国家公務員総合職採用職員の退職が増加している。人事院は2022年5月25日、中央省庁の在職期間10年未満の総合職採用職員の退職状況を初めて公表した。
2016年度から増加...2013年度比では43.4%増
中央省庁の総合職採用職員は将来の幹部候補で、いわゆるキャリア官僚と呼ばれる。
人事院ではこれまで公表していなかった在職期間10年未満の総合職採用職員の退職状況を2013年度に遡って公表した。
それによると、退職者数は2013年度から2015年度までの3年間は横ばいで推移していたが、2016年度から増加を始め、2019年度には250人を上回る265人が退職した。2013年度と2020年度の退職者数と比べると33人(43.4%)も増加している=表1。

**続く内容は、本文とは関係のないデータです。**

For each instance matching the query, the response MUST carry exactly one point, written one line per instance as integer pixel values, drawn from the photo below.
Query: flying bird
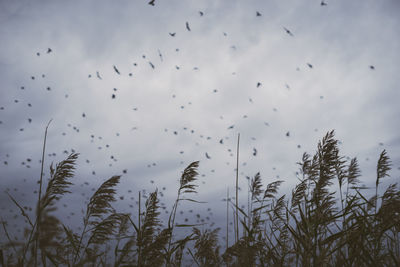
(98, 75)
(160, 55)
(116, 70)
(288, 31)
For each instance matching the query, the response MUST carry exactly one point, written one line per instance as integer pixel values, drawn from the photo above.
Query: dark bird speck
(116, 70)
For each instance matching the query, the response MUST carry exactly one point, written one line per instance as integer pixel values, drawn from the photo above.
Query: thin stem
(40, 194)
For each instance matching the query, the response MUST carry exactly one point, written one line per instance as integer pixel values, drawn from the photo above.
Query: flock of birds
(104, 145)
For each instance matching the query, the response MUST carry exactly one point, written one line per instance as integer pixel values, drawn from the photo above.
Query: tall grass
(313, 226)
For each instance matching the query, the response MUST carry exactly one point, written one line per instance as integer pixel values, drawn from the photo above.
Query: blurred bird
(98, 75)
(160, 55)
(116, 70)
(288, 31)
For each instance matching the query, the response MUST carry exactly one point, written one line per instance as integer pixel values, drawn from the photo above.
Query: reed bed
(318, 224)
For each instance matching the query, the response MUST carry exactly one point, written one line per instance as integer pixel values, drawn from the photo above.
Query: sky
(142, 91)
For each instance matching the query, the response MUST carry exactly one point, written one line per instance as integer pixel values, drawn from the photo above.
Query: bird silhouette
(288, 31)
(116, 70)
(98, 75)
(160, 55)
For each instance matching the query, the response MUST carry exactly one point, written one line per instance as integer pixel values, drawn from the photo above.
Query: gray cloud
(341, 41)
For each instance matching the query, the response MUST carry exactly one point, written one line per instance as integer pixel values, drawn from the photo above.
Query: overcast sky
(281, 79)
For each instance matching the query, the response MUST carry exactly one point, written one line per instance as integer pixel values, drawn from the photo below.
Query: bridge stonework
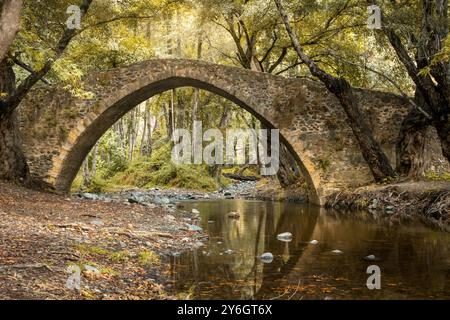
(60, 129)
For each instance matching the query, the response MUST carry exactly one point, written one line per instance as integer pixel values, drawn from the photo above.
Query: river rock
(89, 196)
(92, 269)
(234, 215)
(161, 200)
(266, 257)
(370, 258)
(285, 237)
(191, 227)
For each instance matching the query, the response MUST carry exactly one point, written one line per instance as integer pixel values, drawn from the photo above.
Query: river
(414, 260)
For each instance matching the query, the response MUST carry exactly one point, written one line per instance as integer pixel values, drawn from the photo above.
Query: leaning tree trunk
(412, 158)
(370, 148)
(13, 165)
(443, 131)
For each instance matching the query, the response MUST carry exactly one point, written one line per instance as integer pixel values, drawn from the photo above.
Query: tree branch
(9, 24)
(14, 101)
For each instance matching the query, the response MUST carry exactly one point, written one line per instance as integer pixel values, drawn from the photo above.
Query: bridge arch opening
(109, 113)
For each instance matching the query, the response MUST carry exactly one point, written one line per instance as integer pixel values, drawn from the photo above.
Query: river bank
(117, 246)
(426, 200)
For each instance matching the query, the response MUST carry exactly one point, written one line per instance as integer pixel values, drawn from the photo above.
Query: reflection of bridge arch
(279, 269)
(310, 120)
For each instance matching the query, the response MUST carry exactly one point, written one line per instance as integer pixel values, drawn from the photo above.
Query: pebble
(234, 215)
(266, 257)
(370, 258)
(285, 237)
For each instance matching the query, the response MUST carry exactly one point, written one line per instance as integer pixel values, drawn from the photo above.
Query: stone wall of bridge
(60, 129)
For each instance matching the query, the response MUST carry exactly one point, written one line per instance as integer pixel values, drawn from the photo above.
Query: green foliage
(148, 258)
(159, 171)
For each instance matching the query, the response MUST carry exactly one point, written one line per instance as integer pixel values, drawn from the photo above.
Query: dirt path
(117, 247)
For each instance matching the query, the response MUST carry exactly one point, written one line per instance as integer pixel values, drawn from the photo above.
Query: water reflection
(414, 260)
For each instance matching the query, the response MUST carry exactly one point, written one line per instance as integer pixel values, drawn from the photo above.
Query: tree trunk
(443, 130)
(370, 148)
(9, 23)
(412, 159)
(13, 165)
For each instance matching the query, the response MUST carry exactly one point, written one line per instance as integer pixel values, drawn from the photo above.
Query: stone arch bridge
(59, 129)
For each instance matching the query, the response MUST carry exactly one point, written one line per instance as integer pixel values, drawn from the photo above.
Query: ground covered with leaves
(119, 248)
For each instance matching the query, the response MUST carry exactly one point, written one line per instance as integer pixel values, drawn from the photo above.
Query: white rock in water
(286, 237)
(234, 215)
(266, 257)
(370, 258)
(92, 269)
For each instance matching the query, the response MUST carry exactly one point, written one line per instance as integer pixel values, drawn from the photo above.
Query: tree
(370, 148)
(9, 24)
(428, 71)
(13, 163)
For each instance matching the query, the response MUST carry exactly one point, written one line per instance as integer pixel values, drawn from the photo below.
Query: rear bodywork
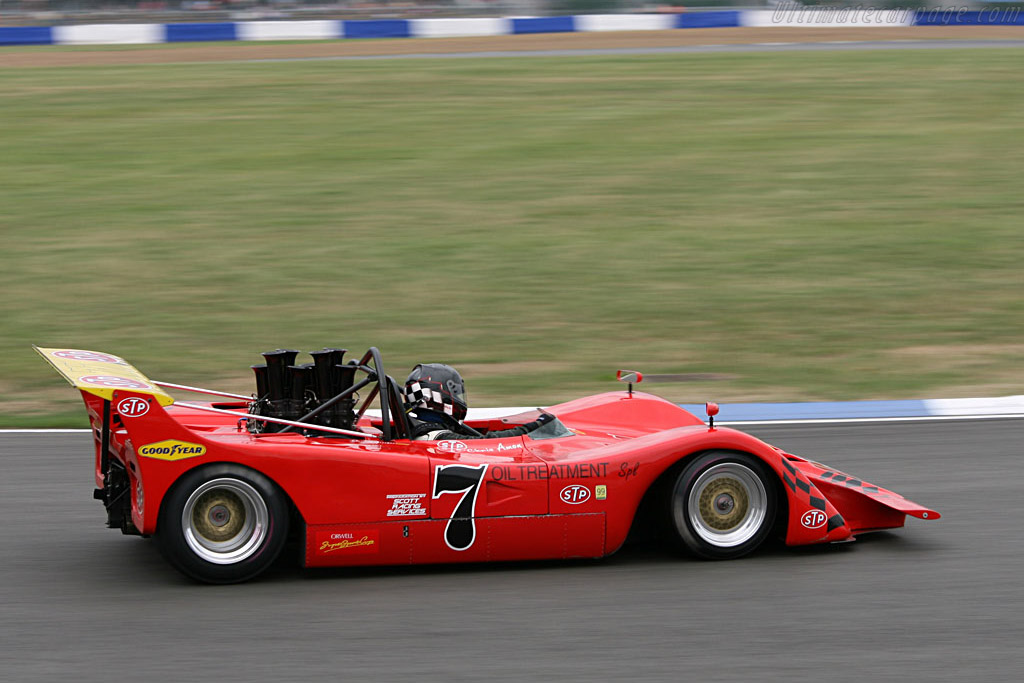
(373, 500)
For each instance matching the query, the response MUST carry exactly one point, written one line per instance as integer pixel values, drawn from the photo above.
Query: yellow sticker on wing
(100, 374)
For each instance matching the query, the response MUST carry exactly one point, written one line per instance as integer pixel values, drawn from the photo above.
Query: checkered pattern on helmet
(418, 395)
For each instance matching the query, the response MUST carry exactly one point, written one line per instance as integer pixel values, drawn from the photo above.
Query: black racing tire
(222, 523)
(723, 505)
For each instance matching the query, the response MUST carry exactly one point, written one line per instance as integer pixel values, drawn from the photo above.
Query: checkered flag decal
(418, 395)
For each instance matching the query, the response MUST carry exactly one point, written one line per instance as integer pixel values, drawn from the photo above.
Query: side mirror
(629, 376)
(712, 410)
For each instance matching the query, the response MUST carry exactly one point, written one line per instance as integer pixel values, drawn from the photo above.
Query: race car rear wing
(100, 374)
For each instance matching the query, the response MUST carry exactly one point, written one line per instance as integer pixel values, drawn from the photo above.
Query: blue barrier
(544, 25)
(187, 33)
(852, 410)
(376, 29)
(953, 16)
(719, 19)
(227, 31)
(27, 35)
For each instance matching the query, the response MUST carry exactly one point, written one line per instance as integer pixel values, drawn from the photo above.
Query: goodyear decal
(171, 450)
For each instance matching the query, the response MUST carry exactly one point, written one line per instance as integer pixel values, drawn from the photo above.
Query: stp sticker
(574, 495)
(813, 519)
(114, 381)
(133, 407)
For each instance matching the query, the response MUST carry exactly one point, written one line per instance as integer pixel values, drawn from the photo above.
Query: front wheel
(723, 505)
(222, 524)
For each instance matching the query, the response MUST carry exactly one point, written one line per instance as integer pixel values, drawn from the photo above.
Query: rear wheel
(723, 505)
(222, 524)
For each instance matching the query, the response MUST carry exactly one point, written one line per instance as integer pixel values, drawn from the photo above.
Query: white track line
(741, 423)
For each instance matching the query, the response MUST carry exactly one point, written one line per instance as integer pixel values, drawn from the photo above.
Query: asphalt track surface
(935, 601)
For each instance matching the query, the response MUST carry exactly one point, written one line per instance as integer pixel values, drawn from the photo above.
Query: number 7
(461, 529)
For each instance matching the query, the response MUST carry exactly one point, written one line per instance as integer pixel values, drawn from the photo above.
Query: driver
(435, 403)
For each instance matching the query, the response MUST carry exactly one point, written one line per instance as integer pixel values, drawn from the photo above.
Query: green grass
(815, 226)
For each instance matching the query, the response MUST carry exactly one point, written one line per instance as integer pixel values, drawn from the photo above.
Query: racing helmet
(436, 387)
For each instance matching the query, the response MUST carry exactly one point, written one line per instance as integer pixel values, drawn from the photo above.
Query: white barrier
(791, 16)
(625, 22)
(460, 28)
(312, 30)
(109, 34)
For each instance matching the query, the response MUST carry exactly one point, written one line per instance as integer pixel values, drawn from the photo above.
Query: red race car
(222, 484)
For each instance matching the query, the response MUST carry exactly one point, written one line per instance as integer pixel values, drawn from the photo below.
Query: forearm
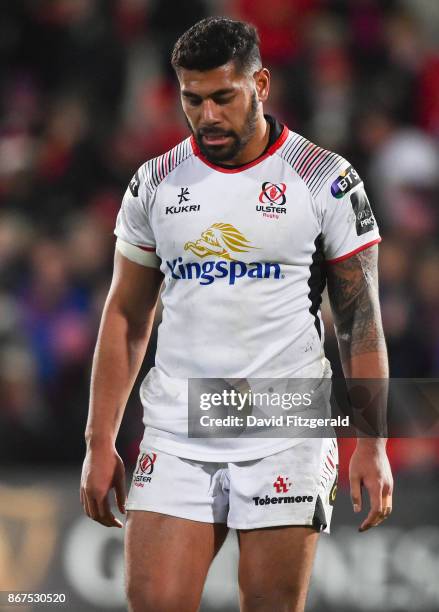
(363, 351)
(353, 291)
(119, 353)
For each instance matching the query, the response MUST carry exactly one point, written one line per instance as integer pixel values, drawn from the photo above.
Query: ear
(262, 81)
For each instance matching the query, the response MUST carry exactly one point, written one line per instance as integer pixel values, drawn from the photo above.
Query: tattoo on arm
(353, 294)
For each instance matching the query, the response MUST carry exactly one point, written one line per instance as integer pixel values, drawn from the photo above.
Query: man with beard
(240, 221)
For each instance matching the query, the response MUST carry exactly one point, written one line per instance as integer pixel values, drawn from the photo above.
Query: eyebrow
(218, 92)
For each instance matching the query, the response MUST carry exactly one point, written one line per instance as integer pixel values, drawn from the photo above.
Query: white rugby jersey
(243, 251)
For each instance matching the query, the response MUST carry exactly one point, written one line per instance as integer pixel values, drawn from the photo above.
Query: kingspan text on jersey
(208, 271)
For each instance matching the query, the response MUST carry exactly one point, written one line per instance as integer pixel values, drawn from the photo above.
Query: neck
(255, 146)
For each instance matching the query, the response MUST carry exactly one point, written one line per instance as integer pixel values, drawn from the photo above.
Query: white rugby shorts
(296, 486)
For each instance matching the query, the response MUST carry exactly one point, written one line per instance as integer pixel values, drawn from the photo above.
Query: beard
(224, 153)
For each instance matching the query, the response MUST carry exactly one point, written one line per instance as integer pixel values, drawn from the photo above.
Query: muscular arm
(123, 336)
(353, 294)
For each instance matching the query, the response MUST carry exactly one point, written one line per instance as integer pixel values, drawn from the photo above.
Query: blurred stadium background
(86, 95)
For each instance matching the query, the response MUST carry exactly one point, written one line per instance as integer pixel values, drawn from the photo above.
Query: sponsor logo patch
(285, 499)
(134, 185)
(183, 197)
(282, 484)
(364, 219)
(348, 179)
(222, 241)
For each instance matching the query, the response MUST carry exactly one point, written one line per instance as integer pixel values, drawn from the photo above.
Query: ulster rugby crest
(220, 240)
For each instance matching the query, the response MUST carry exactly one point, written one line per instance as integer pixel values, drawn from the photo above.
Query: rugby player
(243, 221)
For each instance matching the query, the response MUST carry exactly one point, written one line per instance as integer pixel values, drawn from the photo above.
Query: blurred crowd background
(87, 94)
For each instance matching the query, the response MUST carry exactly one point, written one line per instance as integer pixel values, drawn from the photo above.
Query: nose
(209, 112)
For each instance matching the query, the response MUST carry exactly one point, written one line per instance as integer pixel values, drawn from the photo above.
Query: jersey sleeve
(135, 238)
(348, 223)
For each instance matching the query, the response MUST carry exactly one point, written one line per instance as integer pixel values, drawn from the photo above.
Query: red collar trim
(274, 147)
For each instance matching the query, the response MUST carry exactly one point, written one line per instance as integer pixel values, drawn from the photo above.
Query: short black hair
(215, 41)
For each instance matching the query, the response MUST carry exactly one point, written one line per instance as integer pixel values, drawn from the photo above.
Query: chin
(219, 154)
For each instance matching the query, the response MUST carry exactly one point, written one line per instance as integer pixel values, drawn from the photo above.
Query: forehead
(205, 82)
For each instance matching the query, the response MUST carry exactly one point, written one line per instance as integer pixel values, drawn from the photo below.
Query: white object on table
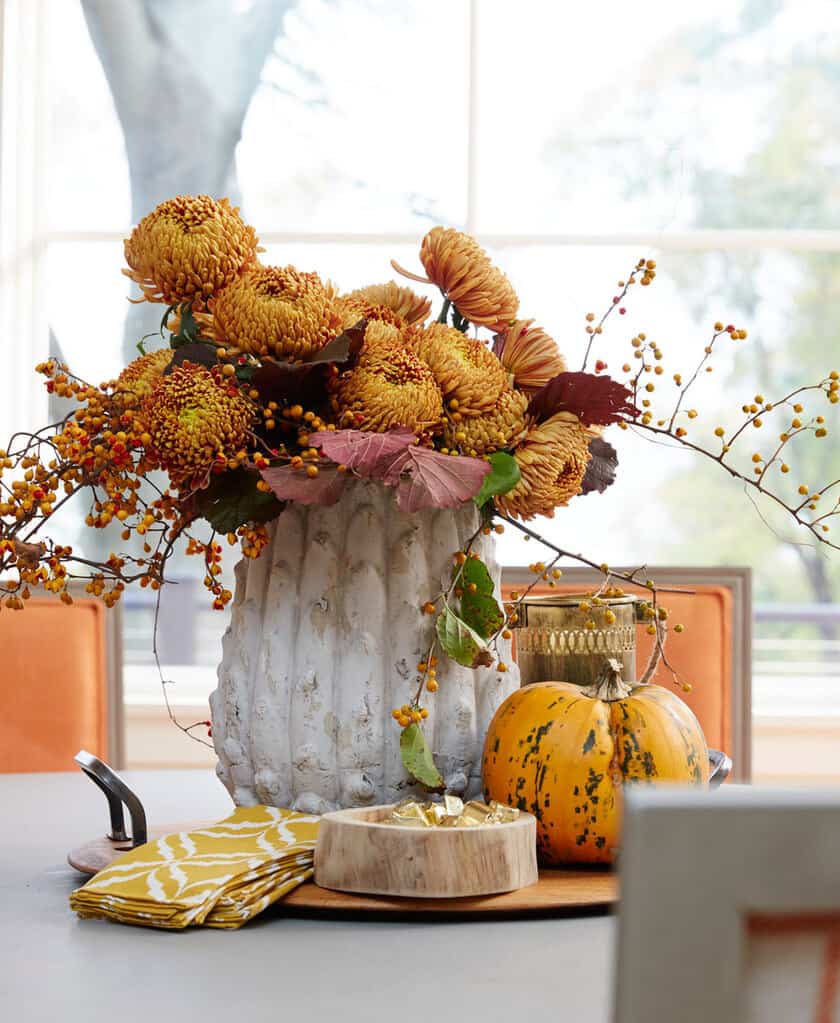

2013年度は、それまでの「国家公務員試験Ⅰ種」から現在の総合職採用職員に本格的に切り替わった年だ。2013年度から2017年度までの3年間は低位で推移していた退職者数が、2016年度を境に急激に増加に転じた理由について、人事院では「把握していない」としている。
在職年数別の退職者数を見ると、在職10年未満は2013年度から2017年度までは100人未満で推移していたが、2018年度116人、2019年度139人、2020年度109人と3年連続で100人を超えている。
同様に、在職5年未満でも2016年に54人、2018年度70人、2019年度80人、2020年度55人と50人以上が退職。在職3年未満でも2016年度を境に、退職者数が増加している=表2。
在職10年未満は年齢的には30代になったところで、まさに働き盛りの世代だ。中堅幹部となり始め、仕事の実務を中心となって推進していく世代でもある。
その実務の中枢を担う在職10年未満の世代が、最も多い退職者数となっている点は大きな問題だろう。
そこで、在職年数別の退職率(各採用年度の採用者数における退職者数の割合)を見ると、在職5年未満退職率は2015年度に11.0%と10%を超え、2016年度も10.0%の退職率となっている。これは10人に1人が退職していることを意味する。
在職3年未満の退職率も、5年未満ほどではないが4~5%で推移している。つまり、20人に1人の割合で退職していることになる=表3。